The process of opening a new connection to the database takes a significant amount of time and space. If we keep on opening new connections every time for each new request to our application, it would take a lot of time to send the response back and would also exceed our memory resources. To solve this problem, we use some connection pooling mechanisms to open/close, reuse and maintain connections to the database. Spring Boot by default uses HikariCP, which is a connection pooling tool. This means that the web application doesn’t have to face any delay in serving response due to managing database connections.
So that’s one problem solved. But what if you’ve written a SQL query that is not fast enough, or you’re hitting the database with multiple SQL queries, that otherwise could have been grouped?
We’ll discuss a similar problem statement and look at how we can solve it.
Problem Statement #
Suppose we’ve got a requirement where we need to fetch data on the basis of some conditions. Have a look at this part of an API request body:
{
"current_status": "F, C"
}
We need to fetch the count of enquiries from the cm_enquiry
table for each creator_id
. We want the count as per our current_status
value. Like the count for “F”, the count for “C” and so on.
The naive solution would be to write separate SQL queries for them.
select creator_id, count(*)
from cm_enquiry
where current_status = 'F'
group by creator_id;
select creator_id, count(*)
from cm_enquiry
where current_status = 'C'
group by creator_id;
We might have more current_status
values passed in the request. And, if we continue hitting the database with such queries that fetch data on the basis of only one current_status
value at a time then it would take a lot of time to finish the process of executing all of those queries and sending back the response.
We should write a query that can fetch all the required data at once.
Solution #
Let’s consider this below query. It is a single query that can fetch all the required data at once.
select creator_id, current_status, count(*)
from cm_enquiry
where current_status in ('F', 'C')
group by creator_id, current_status;
If you look carefully at the result, the creator_id
is getting printed for every current_status
value. Also, if you think about the code (say in Java) to parse this result table, it would be messy.
A much better solution is to use the Pivot Tables technique. This technique transforms the table data from rows to columns. The below query implements it.
select creator_id,
count(if(current_status = 'F', 1, null)) as 'F',
count(if(current_status = 'C', 1, null)) as 'C'
from cm_enquiry
group by creator_id;
This query scans each row in the table and if the condition inside the count
function gets satisfied then the if
function returns 1 otherwise null. So for every satisfied condition, the count gets incremented by 1. All the count data gets displayed under specific columns.

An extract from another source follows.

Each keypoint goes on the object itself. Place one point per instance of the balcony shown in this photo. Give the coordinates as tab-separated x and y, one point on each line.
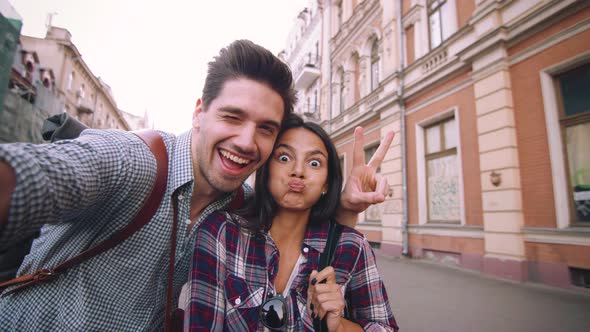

We could have also used the sum
function instead of the count
function.
select creator_id,
sum(if(current_status = 'F', 1, 0)) as 'F',
sum(if(current_status = 'C', 1, 0)) as 'C'
from cm_enquiry
group by creator_id;
Here the sum
function would add 1 when the condition gets satisfied, otherwise 0.
The Pivot Tables technique made the SQL result table look cleaner and easier to parse. This way we can reduce the number of calls to the database and hence optimize the performance of our application.
[This article mention the frameworks and tools that I’ve used in my project. One doesn’t need to have prior knowledge about them to understand this article. The only prerequisite to this article is to know SQL.]